Für seinen vielschichtigen Roman „Engel der letzten Nacht“ erhält Nils Mohl den 37. Katholischen Kinder- und Jugendbuchpreis. Die Jury sieht darin einen „literarischen Glücksfall“ und lobt die hohe Kunst der Komposition und Prägnanz, mit der der Autor einen Roman gestaltet, der (scheinbar)
mit dem Tod eines Jugendlichen einsetzt:
Kester hat soeben ein glänzendes Abitur abgelegt und stellt sich die Frage, was eigentlich danach kommt. Nach der Abi-Feier am Strand will er die Nacht der Nächte erleben, die für ihn die letzte Nacht sein soll. Doch er hat einen Schutzengel. Kester überlebt einen Autounfall und gelangt nach Hamburg. Von da an spielt der Roman in drei Versionen dieser einen Nacht und Kester dringt zur zentralen Frage vor, was ihn eigentlich bewegt – oder wer ihn bewegt.
Aus der Begründung der Jury:
„Im Sinne eines literarischen Glücksfalls zeigt der Roman, dass die Bedeutung von Literatur nicht in ihrer raschen Konsumierbarkeit liegt, sondern im Sinne von Papst Franziskus erst dort Wurzeln schlägt, wo ein Text in seiner Gesamtheit erschlossen wird. Wo er zu Ende gelesen werden muss, um seinen Rhythmus, seine Komposition und Dramaturgie zu erfassen – so wie auch das Leben und der Glaube nicht fragmentarisch erfasst werden können, sondern nur in der Gesamtheit der Seins- und Sinnfragen.“
So zeige sich erst vom Ende des Romans her dessen erstaunliches Gesamtbild und ermögliche auf beeindruckende Weise die Gleichzeitigkeit unterschiedlichster Lesarten. Nils Mohl verzichtet auf einfache Antworten und zeigt stattdessen den Glauben und die Lust am Leben, die Intensität, mit der gelebt und geglaubt werden kann.
Zum Autor
Nils Mohl (* 1971) lebt und arbeitet in seiner Heimatstadt Hamburg. Seine Bücher handeln fast alle vom Jungsein und Erwachsenwerden. Er wurde mit zahlreichen Preisen geehrt, u. a. dem James Krüss Preis für internationale Kinder- und Jugendliteratur (2024) und 2012 dem Deutschen Jugendliteraturpreis für seinen Roman „Es war einmal Indianerland“, bei dessen Kinoverfilmung er auch als Drehbuchautor beteiligt gewesen war.
Empfehlungsliste 2026
Zeitgleich mit dem Preisbuch hat die Jury wieder eine Empfehlungsliste veröffentlicht. Sie enthält 14 weitere Titel, die auf herausragende Weise Kindern und Jugendlichen wertvolle, gesellschaftlich relevante, gemeinschaftsstiftende und vor allem religiöse Themen näherbringen können. Die literarische Tiefe und die altersgerechten Illustrationen heben diese Werke hervor und ermöglichen, mit Kindern und Jugendlichen über ihren Alltag, Freundschaft, Familie, Krisen, Träume und Hoffnungen oder die Zukunft ins Gespräch zu kommen. Die ausgewählten Bücher eignen sich besonders zur Literaturvermittlung und Medienbildung in Kindergärten, Schulen, Pfarrgemeinden und Bibliotheken.

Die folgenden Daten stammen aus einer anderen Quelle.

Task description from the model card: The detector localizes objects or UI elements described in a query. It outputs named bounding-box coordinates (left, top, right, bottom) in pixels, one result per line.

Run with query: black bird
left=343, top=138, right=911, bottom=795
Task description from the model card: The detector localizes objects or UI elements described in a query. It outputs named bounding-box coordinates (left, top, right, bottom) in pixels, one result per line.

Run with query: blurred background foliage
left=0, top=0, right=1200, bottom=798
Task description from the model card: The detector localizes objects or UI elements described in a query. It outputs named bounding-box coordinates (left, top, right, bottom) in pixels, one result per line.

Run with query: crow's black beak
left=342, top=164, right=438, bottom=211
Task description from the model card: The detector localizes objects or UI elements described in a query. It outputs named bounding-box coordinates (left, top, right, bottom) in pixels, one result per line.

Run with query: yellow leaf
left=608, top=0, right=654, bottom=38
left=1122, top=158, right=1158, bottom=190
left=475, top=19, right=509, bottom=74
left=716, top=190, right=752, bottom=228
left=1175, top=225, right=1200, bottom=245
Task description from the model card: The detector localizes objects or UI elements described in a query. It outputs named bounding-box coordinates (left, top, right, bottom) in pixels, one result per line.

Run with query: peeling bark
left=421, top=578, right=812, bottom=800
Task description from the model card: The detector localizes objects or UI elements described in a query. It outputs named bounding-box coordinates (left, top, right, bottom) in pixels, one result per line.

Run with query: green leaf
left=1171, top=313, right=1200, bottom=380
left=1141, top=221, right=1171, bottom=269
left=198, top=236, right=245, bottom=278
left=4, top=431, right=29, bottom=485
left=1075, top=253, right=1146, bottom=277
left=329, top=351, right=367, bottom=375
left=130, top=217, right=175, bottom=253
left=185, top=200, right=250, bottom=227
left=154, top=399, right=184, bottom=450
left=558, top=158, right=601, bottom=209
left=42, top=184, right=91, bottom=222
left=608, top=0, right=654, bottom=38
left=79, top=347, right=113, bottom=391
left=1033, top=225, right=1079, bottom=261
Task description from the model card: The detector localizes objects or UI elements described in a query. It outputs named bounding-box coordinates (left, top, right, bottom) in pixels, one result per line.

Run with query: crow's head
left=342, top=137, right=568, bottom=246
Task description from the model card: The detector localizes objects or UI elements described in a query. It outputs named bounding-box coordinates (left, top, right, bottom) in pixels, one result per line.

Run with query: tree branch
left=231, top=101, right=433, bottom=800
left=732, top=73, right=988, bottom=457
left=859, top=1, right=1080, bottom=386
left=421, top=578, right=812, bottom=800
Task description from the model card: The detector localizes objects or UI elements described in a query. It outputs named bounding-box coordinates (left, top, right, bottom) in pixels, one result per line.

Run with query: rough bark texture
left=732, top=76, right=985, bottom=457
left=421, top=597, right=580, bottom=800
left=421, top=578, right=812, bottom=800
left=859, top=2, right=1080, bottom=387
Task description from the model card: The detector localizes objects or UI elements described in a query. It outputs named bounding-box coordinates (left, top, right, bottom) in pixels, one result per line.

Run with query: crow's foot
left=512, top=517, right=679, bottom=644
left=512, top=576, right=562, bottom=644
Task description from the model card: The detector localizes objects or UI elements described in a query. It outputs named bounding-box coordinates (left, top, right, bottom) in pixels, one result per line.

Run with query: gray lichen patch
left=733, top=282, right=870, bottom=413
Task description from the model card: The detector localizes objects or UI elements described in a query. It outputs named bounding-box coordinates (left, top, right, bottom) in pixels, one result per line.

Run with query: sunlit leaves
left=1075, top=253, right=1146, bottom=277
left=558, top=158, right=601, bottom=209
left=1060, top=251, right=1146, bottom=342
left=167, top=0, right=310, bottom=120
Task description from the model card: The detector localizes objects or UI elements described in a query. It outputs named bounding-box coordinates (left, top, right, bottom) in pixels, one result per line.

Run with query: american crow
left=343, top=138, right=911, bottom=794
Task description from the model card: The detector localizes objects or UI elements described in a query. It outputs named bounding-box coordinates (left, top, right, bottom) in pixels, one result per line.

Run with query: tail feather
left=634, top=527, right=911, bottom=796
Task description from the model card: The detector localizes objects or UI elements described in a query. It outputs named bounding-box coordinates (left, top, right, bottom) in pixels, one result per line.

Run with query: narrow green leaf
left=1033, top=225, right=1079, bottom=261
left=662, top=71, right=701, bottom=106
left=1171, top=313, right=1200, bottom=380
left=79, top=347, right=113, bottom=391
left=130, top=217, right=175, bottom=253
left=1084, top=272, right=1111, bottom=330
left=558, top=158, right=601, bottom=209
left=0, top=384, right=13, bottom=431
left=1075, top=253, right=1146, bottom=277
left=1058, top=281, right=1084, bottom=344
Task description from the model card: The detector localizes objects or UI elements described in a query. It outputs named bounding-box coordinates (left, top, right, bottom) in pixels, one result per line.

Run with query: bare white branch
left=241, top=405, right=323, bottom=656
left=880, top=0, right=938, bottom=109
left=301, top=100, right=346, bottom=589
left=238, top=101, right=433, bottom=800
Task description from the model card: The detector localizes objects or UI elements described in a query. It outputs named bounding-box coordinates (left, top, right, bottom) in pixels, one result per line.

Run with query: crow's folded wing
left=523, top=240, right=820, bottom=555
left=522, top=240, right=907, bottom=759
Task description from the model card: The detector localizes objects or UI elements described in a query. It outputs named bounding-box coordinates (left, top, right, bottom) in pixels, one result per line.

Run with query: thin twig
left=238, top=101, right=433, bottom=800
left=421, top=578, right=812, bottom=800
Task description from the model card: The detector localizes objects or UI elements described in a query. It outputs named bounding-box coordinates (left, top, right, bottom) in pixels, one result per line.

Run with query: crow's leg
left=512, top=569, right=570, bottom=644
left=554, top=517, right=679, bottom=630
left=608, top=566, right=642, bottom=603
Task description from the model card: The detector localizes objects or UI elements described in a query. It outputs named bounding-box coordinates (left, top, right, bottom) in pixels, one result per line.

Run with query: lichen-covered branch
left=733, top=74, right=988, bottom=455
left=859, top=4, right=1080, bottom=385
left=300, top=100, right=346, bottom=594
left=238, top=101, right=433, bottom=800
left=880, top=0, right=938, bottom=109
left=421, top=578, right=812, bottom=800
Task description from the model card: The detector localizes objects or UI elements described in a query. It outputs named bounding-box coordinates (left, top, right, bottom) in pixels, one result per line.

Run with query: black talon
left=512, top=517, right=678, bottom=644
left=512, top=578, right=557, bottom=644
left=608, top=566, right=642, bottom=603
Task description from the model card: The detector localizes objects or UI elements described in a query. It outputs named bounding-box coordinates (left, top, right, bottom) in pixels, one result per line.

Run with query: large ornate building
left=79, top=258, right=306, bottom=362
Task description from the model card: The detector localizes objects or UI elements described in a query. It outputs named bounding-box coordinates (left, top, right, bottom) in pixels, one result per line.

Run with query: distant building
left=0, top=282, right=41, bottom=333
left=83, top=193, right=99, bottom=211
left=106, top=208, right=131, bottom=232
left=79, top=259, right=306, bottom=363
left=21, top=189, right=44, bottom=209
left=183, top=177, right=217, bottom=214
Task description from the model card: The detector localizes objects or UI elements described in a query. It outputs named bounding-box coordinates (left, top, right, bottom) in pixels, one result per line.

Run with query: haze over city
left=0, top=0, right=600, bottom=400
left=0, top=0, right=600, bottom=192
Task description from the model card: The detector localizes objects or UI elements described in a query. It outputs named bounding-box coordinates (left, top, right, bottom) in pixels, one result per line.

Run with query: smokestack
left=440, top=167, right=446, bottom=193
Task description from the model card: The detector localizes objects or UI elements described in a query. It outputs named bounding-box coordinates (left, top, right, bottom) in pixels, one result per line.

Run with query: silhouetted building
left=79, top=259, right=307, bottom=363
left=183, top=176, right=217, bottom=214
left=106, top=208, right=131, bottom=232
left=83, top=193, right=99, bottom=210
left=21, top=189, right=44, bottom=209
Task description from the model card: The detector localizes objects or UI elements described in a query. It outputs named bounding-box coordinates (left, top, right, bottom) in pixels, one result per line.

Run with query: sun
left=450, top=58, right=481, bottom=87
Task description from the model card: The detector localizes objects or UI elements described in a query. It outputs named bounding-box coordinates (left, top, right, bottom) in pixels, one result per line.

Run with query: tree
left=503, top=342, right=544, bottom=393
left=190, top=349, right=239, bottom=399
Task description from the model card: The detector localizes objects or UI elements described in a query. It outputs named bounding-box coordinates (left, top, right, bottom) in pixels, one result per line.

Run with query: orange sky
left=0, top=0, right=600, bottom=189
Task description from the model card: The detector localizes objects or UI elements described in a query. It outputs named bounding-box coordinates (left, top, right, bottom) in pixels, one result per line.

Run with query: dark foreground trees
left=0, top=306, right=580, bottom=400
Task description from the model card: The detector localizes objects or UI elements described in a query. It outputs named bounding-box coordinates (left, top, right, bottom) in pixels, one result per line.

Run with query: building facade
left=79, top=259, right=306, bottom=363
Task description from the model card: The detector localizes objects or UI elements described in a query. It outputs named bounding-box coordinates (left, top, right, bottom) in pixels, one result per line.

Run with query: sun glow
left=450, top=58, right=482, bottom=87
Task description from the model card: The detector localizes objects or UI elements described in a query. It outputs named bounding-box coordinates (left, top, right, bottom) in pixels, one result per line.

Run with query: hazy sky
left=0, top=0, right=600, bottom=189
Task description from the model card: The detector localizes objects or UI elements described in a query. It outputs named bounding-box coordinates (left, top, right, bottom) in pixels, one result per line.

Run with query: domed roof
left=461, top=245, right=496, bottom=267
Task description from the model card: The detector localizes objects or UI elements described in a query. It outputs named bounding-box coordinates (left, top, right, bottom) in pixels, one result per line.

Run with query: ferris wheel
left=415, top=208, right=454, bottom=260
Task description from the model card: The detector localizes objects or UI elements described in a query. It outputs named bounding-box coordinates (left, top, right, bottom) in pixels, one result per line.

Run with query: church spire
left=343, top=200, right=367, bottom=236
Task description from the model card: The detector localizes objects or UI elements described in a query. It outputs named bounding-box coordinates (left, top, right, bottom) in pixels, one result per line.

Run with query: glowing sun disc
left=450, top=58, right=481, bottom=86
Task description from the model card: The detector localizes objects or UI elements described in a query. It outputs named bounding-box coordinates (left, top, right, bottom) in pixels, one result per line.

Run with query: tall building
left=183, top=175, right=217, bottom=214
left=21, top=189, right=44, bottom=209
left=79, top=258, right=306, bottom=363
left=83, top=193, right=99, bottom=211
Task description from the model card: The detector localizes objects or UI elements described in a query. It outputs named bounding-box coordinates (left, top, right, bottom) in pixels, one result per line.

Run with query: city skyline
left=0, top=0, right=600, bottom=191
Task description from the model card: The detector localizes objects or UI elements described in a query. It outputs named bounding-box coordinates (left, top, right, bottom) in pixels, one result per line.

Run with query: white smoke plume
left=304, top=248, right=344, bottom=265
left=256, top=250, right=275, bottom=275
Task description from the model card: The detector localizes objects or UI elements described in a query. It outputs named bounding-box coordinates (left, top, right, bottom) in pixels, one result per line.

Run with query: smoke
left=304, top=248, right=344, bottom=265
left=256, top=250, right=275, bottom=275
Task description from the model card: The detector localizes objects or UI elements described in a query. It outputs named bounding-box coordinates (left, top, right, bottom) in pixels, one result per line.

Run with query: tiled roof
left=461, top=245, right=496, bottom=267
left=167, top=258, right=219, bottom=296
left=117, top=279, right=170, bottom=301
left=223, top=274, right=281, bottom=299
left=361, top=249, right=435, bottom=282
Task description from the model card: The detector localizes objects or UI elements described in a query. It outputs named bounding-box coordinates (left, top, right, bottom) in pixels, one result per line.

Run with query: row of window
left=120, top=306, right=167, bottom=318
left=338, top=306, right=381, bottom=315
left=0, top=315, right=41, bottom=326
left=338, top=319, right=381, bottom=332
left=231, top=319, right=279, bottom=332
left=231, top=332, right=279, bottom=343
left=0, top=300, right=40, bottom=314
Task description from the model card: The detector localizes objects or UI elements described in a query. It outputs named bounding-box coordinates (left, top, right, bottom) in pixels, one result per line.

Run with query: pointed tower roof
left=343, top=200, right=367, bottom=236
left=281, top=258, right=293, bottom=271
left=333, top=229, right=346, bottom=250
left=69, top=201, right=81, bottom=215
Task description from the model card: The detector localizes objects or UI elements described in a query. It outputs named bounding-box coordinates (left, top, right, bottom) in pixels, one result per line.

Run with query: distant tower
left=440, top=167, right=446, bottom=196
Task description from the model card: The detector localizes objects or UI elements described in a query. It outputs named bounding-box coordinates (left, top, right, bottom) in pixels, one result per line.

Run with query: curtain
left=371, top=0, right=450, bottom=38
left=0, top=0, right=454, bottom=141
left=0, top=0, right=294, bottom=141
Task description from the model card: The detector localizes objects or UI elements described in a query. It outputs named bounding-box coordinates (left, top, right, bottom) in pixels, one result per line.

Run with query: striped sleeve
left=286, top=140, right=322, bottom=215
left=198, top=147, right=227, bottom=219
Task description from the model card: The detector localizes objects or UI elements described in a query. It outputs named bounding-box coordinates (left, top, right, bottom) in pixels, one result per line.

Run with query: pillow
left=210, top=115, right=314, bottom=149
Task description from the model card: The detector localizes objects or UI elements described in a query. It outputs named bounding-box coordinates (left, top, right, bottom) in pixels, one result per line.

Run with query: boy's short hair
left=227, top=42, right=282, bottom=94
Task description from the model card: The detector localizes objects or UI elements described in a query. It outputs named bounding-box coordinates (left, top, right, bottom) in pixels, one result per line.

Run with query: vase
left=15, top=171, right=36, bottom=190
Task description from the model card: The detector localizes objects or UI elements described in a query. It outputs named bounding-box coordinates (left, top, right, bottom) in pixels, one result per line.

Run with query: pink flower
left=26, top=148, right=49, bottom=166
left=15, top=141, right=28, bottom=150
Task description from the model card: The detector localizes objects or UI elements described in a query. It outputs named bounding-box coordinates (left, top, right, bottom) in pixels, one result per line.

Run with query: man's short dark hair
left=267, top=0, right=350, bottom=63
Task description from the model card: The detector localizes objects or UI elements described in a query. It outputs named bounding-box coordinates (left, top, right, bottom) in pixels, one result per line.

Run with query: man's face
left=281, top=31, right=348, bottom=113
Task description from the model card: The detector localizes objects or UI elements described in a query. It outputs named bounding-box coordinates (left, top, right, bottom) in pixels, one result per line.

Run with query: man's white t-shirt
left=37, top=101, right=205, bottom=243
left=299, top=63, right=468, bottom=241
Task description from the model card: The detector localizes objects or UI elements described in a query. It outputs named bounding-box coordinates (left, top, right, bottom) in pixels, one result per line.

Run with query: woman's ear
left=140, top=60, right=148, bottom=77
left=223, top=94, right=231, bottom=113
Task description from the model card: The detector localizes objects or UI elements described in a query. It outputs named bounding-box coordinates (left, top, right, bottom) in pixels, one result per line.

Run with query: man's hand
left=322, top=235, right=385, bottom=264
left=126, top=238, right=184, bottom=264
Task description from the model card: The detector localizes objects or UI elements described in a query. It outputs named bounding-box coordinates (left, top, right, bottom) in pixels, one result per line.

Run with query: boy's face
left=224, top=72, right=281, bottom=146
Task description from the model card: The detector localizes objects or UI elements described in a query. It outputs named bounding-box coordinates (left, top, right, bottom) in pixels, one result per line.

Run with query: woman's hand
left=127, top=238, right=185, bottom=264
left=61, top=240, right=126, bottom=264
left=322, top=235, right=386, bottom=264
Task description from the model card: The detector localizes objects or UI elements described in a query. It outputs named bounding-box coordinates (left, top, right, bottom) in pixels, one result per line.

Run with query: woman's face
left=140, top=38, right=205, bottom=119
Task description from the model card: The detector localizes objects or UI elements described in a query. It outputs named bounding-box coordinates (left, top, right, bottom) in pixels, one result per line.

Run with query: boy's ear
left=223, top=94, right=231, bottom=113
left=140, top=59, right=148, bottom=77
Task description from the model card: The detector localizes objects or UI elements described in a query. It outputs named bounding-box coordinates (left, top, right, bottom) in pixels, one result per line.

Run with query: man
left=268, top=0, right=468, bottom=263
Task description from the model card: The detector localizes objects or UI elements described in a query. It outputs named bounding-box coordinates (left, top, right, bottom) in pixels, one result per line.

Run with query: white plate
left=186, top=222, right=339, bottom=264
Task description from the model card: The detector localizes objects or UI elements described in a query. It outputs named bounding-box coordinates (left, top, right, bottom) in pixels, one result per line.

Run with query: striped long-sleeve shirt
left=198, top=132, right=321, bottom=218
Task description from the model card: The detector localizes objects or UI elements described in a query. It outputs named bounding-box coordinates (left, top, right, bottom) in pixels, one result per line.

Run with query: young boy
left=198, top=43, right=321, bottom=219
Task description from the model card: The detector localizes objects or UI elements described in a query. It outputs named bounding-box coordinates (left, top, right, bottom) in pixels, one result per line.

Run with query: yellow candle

Das Lektorat des Borromäusvereins stellt im Folgenden alle Titel mit medienprofile-Rezensionen vor:
Über den Preis
Der Katholische Kinder- und Jugendbuchpreis, der seit 1979 verliehen wird, ist mit 8.000 Euro dotiert. Der Preis wird gemäß Statut für Arbeiten in der Kinder- und Jugendliteratur verliehen, die beispielhaft und altersgemäß christliche Lebenshaltungen verdeutlichen, religiöse Erfahrungen vermitteln und Glaubenswissen erschließen. Die ausgezeichneten Werke sollen das Zusammenleben von Gemeinschaften, Religionen und Kulturen fördern. Dabei muss die transzendente und damit religiöse Dimension erkennbar sein.
Unter dem Vorsitz von Weihbischof Robert Brahm (Trier) hat die Jury 147 vorgeschlagene Bücher von 47 Verlagen gesichtet. Die Bekanntgabe des aktuellen Preisbuchs erfolgte am 4. März 2026. Die Preisverleihung findet am 7. Mai 2026 in Paderborn statt.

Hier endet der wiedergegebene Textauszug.